Chat GPT may be used to generate clinically accurate responses to inquiries regarding insomnia, according to a new study published in the Journal of Clinical Sleep Medicine.
Researchers used 4 sets of identical insomnia-related queries that differed in context to evaluate the accuracy and precision of chat GPTS responses. Each question set differed by the context in which ChatGPT was prompted. The 4 sets included no prompt, patient-centered, physician-centered, and with references and statistics. Researchers then presented these responses for review by 2 academic sleep surgeons, 1 academic sleep medicine physician, and 2 sleep medicine fellows and asked them to evaluate the responses based on clinical accuracy, prompt adherence, referencing, and statistical precision. They used a binary grading system to evaluate the responses and then calculated Flesh-Kincaid grade level scores. Fleiss’s Kappa was used to calculate interrater reliability.

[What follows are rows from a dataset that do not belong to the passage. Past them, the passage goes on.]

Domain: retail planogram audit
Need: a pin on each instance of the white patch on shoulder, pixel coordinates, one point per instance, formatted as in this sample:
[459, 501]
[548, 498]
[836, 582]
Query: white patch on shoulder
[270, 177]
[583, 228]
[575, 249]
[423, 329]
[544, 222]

Researchers found that the Fleiss Kappa scores for clinical accuracy and relevance were poor across the various prompts. Despite this, the evaluators indicated that the artificial intelligence, ChatGPT responses across the 1st 3 forms still had a high level of clinical accuracy. A total of 80% of the references that were cited were found to both be real and pertinent to the given responses; however, only 25% of the referenced statistics were directly corroborated by the articles cited by ChatGPT. There was a statistically significant difference in the mean Flesh-Kincaid grade level scores between the groups.
Researchers concluded that ChatGPT generates clinically relevant and accurate information responses that were influenced by the specificity of the provided prompts. They found ChatGPT’s ability to cite reputable references as satisfactory. However, all the references were dated to 2015 or earlier, which they found to be in alignment with the training data sets available until 2021. According to researchers, the lack of later training data limits ChatGPT’s ability to provide the most current information and reliable statistical data.

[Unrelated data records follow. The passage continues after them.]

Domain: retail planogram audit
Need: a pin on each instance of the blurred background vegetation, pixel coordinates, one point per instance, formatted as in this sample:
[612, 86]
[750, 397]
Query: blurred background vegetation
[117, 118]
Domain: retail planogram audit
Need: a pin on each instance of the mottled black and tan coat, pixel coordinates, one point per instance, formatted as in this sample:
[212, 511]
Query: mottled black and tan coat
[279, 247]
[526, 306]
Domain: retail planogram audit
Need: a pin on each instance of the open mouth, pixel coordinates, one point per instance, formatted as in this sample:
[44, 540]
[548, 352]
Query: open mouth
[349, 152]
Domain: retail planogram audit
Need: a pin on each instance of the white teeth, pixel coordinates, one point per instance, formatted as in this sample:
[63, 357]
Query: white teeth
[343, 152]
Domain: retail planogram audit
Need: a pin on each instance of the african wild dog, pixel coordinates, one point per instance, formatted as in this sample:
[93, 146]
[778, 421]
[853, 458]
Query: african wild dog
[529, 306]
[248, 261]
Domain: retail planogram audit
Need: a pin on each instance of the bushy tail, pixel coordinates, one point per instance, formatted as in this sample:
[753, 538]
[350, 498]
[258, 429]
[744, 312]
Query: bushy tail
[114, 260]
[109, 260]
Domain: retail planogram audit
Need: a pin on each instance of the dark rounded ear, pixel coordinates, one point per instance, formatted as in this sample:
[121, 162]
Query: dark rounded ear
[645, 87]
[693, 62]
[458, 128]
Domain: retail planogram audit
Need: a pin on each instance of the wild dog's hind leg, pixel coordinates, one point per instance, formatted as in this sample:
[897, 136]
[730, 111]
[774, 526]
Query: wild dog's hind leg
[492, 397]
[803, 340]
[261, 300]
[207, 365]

Researchers acknowledged that ChatGPT is not officially approved for medical applications and depends on the reliability of outdated training data that limited this study. They also noted that the ability of ChatGPT to access current literature is contingent upon the developer’s indexing which limits its ability to stay up to date. Their study was further limited by the lack of a verified objective grading skill.
Researchers concluded that “ChatGPT possesses the capacity to generate clinically pertinent and accurate information in response to prevalent insomnia-related inquiries. However, the ability of the language model to draw upon contemporary resources and accurately extrapolate statistics from the sources remains a considerable challenge.”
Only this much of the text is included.